Vu la procédure suivante :
Mme B... A... a demandé au tribunal administratif de Poitiers de condamner le centre hospitalier universitaire de Poitiers, d'une part, à lui verser la somme de 10 000 euros en réparation du préjudice moral qu'elle estime avoir subi du fait de l'illégalité des décisions des 9 novembre 2015, 12 juillet et 26 août 2016 par lesquelles cet établissement lui a refusé le bénéfice de l'allocation d'aide au retour à l'emploi et, d'autre part, à lui verser une somme d'un montant équivalent à l'allocation d'aide au retour à l'emploi à compter du 3 janvier 2016 dans le délai de deux mois à compter de la notification du jugement à intervenir sous astreinte de 100 euros par jour de retard. Par un jugement n° 1700416 du 6 mars 2019, le tribunal administratif de Poitiers a condamné le centre hospitalier universitaire de Poitiers à verser à Mme A... la somme de 1 000 euros en réparation de son préjudice moral ainsi que le montant, à déterminer par cet établissement, de l'aide au retour à l'emploi qu'elle aurait dû percevoir à compter du 3 janvier 2016.

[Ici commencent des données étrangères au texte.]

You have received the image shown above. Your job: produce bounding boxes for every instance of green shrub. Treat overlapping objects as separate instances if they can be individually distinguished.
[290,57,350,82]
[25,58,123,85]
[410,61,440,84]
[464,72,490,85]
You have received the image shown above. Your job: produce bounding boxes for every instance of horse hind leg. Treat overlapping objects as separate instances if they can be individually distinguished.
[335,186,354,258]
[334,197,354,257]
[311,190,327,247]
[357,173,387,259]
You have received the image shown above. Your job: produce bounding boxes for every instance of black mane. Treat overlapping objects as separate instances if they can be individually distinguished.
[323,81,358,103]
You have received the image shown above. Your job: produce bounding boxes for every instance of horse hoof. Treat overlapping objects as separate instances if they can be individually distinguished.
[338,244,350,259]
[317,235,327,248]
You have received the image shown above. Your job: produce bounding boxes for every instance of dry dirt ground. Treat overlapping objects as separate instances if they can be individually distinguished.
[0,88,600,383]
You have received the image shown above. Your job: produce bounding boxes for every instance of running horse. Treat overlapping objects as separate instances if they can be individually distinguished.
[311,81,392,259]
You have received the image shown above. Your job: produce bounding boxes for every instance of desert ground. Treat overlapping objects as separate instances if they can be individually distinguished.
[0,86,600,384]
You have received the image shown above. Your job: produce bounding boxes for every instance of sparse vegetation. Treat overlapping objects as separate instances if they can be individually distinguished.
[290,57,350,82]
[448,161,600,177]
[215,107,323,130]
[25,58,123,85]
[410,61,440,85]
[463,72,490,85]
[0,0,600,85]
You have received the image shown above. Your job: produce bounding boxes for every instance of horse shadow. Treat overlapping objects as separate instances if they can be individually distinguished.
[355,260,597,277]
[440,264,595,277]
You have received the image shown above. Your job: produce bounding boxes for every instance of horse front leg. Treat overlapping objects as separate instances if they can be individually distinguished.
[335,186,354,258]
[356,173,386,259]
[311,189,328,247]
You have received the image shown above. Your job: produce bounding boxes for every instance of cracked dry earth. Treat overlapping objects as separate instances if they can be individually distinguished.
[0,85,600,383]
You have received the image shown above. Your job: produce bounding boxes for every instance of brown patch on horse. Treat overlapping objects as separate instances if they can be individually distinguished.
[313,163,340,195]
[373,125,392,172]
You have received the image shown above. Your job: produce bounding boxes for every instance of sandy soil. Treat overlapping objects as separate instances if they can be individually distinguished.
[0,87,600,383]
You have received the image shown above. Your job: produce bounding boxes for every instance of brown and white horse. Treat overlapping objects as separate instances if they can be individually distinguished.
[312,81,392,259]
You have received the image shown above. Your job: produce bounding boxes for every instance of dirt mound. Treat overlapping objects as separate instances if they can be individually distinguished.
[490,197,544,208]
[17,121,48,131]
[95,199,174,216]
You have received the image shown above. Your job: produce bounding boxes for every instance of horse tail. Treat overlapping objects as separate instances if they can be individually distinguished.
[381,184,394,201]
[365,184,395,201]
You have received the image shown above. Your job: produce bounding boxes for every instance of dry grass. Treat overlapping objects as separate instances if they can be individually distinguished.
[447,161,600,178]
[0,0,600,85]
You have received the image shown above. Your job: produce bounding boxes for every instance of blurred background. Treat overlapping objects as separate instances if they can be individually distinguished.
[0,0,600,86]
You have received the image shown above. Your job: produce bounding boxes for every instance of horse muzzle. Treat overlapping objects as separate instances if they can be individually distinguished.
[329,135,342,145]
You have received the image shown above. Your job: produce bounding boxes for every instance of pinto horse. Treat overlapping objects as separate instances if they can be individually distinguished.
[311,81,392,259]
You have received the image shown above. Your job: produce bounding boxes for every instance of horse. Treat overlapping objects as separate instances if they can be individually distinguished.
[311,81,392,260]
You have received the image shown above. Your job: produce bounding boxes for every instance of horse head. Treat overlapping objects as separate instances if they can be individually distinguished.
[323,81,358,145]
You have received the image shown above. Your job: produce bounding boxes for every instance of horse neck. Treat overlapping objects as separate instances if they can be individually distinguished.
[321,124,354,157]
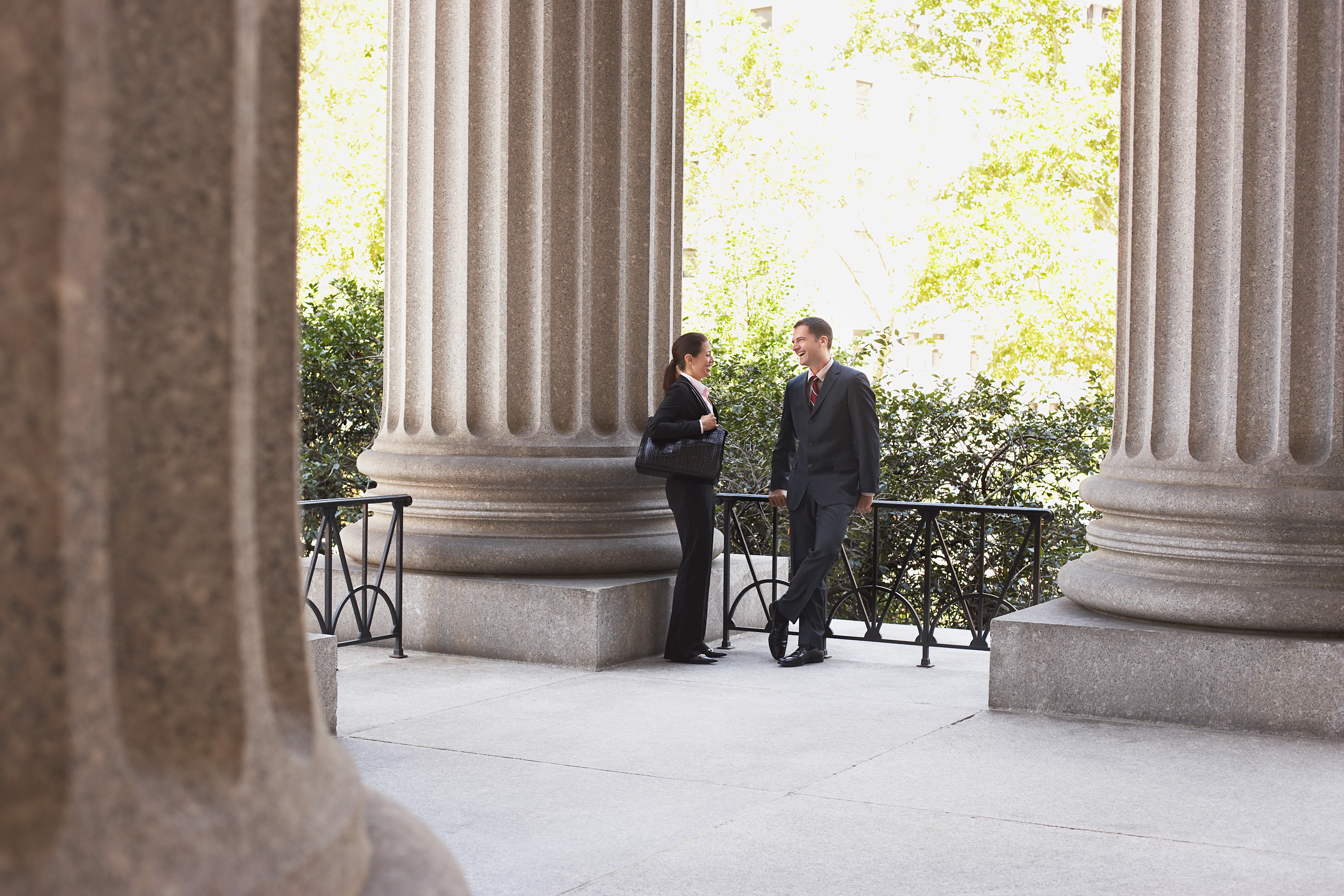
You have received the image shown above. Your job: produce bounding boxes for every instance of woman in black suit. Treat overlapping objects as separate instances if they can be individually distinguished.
[649,333,728,664]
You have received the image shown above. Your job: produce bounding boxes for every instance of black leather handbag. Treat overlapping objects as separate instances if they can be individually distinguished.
[634,416,728,485]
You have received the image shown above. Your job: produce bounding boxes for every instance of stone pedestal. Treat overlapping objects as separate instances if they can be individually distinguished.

Par une ordonnance n° 19BX01824 du 27 mai 2021, enregistrée le 31 mai suivant au secrétariat du contentieux du Conseil d'Etat, la présidente de la cour administrative d'appel de Bordeaux a transmis au Conseil d'Etat, en application de l'article R. 351-2 du code de justice administrative, le pourvoi et le mémoire, enregistrés les 6 mai 2019 et 24 février 2021 au greffe de cette cour, présentés par le centre hospitalier universitaire de Poitiers.
Par ce pourvoi et ce mémoire et par un nouveau mémoire, enregistré le 23 novembre 2021, le centre hospitalier universitaire de Poitiers demande au Conseil d'Etat :
1°) d'annuler ce jugement ;
2°) réglant l'affaire au fond, de rejeter la demande de première instance de Mme A... ;
3°) de mettre à la charge de Mme A... la somme de 2 000 euros au titre de l'article L. 761-1 du code de justice administrative.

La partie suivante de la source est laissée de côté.